Excerpts from Robert Haas's message of mié jul 13 16:13:12 -0400 2011:
> On Jul 13, 2011, at 1:43 PM, Bruce Momjian <bruce@momjian.us> wrote:
> > Daniele Varrazzo wrote:
> >> =# select extract(epoch from 'infinity'::timestamp);
> >> date_part
> >> -----------
> >> 0
> >>
> >> A better value would be 'infinity'::float8. Ditto for -infinity.
> > Looking at:
> >
> > timestamptz_part(PG_FUNCTION_ARGS)
> >
> > I see:
> >
> > if (TIMESTAMP_NOT_FINITE(timestamp))
> > {
> > result = 0;
> > PG_RETURN_FLOAT8(result);
> > }
> >
> > The assumption is that extracting _anything_ from an infinite timestamp
> > should be zero, but I can see your point that epoch perhaps should be
> > special-cased to return +/- inifinity.

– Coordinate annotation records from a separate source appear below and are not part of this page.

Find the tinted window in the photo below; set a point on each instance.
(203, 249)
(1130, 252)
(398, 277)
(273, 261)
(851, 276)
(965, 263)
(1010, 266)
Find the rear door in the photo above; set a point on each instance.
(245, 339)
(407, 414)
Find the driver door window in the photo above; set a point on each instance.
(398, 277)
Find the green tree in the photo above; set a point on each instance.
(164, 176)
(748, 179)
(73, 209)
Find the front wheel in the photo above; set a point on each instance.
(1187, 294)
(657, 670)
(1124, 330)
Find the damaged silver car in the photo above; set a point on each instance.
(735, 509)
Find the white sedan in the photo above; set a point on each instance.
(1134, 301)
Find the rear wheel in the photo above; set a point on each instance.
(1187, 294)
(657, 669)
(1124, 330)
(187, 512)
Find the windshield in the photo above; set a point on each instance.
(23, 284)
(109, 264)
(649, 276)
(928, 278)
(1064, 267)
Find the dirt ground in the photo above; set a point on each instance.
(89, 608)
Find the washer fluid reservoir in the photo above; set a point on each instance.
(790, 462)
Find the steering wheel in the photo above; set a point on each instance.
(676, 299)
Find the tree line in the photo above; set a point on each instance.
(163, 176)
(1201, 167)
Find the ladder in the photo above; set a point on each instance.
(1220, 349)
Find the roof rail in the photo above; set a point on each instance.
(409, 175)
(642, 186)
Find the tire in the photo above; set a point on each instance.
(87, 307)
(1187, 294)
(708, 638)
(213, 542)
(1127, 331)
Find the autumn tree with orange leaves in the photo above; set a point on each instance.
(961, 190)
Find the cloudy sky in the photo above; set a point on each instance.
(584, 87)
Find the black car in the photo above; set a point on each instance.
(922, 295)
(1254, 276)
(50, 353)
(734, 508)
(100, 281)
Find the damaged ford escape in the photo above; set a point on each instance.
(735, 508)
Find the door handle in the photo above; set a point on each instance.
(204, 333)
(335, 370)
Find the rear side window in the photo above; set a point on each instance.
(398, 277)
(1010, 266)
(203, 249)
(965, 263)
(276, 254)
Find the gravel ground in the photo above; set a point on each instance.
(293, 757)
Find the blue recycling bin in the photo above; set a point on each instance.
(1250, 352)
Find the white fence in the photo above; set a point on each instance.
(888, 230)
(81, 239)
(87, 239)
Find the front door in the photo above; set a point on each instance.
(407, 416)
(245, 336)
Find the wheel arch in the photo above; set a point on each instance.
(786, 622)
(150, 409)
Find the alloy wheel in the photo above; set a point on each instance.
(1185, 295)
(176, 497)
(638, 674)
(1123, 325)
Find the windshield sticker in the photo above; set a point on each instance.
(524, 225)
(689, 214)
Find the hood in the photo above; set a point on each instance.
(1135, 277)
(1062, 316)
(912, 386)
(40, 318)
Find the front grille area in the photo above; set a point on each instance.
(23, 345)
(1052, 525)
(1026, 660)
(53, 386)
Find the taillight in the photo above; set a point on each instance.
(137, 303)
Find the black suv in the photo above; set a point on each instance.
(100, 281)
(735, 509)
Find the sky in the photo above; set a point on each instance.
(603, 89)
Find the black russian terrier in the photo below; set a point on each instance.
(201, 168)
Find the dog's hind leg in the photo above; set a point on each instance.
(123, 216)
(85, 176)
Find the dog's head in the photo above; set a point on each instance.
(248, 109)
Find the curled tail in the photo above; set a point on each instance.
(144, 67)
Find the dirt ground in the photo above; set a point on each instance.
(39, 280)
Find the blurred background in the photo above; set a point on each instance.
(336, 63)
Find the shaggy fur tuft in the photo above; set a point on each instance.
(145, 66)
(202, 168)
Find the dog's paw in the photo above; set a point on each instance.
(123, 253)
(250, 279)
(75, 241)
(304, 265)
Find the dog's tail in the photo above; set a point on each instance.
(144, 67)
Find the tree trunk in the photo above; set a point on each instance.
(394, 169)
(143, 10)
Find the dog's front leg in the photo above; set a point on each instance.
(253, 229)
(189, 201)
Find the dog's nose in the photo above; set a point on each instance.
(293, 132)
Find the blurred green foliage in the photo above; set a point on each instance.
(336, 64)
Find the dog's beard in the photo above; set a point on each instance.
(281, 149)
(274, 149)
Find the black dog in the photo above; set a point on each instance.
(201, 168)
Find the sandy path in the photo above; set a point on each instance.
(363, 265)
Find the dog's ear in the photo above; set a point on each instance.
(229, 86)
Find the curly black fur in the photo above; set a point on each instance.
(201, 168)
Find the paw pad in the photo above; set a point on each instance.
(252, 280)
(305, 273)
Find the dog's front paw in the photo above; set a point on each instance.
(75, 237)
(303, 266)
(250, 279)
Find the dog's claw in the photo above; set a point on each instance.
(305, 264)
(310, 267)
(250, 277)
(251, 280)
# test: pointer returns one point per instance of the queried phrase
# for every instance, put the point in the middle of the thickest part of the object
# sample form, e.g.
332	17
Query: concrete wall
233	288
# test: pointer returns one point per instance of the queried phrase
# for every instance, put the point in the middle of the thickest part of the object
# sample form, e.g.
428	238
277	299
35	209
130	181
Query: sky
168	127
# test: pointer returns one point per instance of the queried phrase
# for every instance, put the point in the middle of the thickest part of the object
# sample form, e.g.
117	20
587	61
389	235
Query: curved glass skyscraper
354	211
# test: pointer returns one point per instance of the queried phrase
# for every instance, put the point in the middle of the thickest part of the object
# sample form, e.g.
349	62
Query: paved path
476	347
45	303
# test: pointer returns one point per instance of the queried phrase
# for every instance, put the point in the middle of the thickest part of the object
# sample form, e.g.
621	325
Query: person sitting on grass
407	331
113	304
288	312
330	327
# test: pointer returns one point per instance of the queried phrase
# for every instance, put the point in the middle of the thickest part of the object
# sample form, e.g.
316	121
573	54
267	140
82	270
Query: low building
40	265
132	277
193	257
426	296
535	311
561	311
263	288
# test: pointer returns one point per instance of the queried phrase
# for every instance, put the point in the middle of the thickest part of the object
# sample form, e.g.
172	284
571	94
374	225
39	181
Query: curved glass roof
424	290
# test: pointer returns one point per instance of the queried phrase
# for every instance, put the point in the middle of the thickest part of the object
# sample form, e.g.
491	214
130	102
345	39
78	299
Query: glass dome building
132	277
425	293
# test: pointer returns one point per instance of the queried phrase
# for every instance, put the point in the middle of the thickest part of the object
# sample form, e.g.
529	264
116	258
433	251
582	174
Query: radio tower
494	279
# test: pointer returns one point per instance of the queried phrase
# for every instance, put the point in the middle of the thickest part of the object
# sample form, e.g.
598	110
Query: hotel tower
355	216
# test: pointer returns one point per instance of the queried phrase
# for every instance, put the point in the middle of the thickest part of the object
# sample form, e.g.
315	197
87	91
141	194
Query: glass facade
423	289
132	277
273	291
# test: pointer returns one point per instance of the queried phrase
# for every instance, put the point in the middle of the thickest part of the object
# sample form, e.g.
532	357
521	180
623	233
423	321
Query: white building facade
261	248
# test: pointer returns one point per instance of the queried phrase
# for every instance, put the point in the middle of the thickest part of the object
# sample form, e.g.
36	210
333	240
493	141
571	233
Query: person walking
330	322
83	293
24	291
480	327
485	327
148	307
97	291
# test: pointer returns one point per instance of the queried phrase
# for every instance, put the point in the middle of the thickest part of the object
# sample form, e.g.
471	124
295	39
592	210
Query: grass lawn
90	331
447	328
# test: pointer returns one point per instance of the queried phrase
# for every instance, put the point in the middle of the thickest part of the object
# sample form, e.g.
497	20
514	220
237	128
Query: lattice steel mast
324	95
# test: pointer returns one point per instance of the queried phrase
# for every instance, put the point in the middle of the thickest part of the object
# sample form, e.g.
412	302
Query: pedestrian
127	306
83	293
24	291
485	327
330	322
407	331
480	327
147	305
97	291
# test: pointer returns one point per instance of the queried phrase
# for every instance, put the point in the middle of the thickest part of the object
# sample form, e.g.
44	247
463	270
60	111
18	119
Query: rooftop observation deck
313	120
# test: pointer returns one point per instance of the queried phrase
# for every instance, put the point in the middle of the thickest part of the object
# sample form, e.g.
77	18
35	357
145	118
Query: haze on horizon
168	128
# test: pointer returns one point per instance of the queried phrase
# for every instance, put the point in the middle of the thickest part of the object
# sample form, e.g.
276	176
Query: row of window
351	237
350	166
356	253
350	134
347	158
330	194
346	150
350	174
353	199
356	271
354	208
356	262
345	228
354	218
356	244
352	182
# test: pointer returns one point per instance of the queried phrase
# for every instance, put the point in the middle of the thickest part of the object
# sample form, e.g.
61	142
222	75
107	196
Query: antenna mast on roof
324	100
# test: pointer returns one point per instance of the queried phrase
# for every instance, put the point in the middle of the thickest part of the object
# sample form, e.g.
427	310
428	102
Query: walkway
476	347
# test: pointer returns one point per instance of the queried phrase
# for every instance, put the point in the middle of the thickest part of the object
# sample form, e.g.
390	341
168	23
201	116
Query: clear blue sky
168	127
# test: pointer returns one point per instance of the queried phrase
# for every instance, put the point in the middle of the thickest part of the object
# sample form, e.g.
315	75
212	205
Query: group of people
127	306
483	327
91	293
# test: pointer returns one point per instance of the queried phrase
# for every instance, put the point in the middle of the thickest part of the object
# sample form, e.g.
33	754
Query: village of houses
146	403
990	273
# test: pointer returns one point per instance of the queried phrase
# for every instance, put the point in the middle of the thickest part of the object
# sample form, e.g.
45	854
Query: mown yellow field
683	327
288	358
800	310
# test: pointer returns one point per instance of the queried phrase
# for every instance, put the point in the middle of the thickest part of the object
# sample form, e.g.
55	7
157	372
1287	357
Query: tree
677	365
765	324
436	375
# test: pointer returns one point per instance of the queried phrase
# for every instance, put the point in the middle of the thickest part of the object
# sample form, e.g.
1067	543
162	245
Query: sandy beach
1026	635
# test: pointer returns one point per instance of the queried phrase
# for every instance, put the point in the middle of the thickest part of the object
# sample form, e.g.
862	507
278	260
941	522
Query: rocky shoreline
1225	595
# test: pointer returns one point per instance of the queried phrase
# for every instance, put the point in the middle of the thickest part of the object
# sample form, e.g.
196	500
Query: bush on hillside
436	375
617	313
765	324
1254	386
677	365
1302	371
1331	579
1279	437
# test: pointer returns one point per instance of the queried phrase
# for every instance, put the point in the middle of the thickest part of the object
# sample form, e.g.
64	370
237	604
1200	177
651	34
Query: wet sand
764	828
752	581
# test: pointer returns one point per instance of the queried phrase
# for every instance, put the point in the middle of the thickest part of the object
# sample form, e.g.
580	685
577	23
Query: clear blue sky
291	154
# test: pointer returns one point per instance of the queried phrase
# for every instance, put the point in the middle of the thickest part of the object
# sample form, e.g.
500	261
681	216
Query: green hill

> It's sort of non-obvious that either behavior is better than the
> other. We might just be replacing one surprising behavior with
> another.
I don't find the proposed behavior all that suprising, which the
original behavior surely is. I guess the bigger question is whether the
values that timestamptz_part() returns for other cases (than epoch)
should also be different from 0 when an 'infinity' timestamp is passed.
(In other words, why should 0 be the assumed return value here?)